Kadınlar yüzyıllar boyu vergisel olarak negatif ayrıştırılmışlar. Mesela, oy verme haklarının olmadığı dönemlerde bile yine de vergi mükellefi sayılmışlar. Ayrıca, doğrudan kadınları hedef alan vergiler de görülmüş. Mesela, güney Hindistan’da alt sınıf kadınların dışarı çıkarken göğüslerini örtmesi halinde mulakkaram denilen vergi uygulanıyormuş. 1840 yılında Nangeli isimli bir kadın bu vergiyi ödemeyi reddediyor ve protesto için memelerini kesip vergi tahsildarlarının eline veriyor. Tabi Nangeli aynı gece, kan kaybından, sizlere ömür oluyor. Kocası da ertesi gün cenazede kendini ateşin içine atıp intihar edince, aynı gün bu vergi kaldırılıyor. 

Irk meselesi bir diğer örnek. Afro-Amerikalıların pek çok konuda olduğu gibi vergilemede de ayrımcılığa uğradıkları malum-u aliniz dir diye düşünüyorum. 

Din ise daha da eski ve yaygın bir vergisel ayrımcılık unsuru olmuş. Romalıların Yahudilere yükledikleri Fiscus Judaicus diğer ülkelere ilham olmuş bir vergi. Mesela, 1747’de Macaristan’da Yahudilere salınan Tahammül Vergisi, ismiyle de müsemma olduğu üzere tam bir dinsel ayrımcılık örneği. Bir nefret dili. 
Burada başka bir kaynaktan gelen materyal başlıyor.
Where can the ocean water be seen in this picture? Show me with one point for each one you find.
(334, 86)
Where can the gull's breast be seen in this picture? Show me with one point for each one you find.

Hıristiyanlar da ayrımcılığa maruz kalmamış değiller. Mesela, 1637’de Edo dönemi Japonya’sında Nagasaki yakınlarındaki Shimabara bölgesinde, Cizvit Portekiz ve İspanyollar sayesinde Katolik Hıristiyanlığa avdet eden bir topluluk, kendilerine tahakkuk ettirilen cezalandırıcı yüksek vergilere, 17 yaşındaki Amakusa Shiro Tokisada liderliğinde isyan ediyorlar. Tokugawa Şogunluğu gönderdiği samuraylarla isyanı kanlı biçimde bastırıyor. Başta Amakusa Shiro olmak üzere binlerce isyancı öldürülüyor. Meraklısı için not: Bu konuda şahane Japon çizgi roman ve filmleri var. İnternette bakabilirsiniz.

Şimdi biraz daha bizim buralara dönelim. İslam coğrafyasında da zımmi, yani Hıristiyan ve Yahudiler başta olmak üzere, gayrimüslim tebaaya uygulanan cizye var biliyorsunuz. Pek çok açıdan emsallerine göre daha adil diyebiliriz. Ama yine de din temelli bir ayrımcılık içeriyor. 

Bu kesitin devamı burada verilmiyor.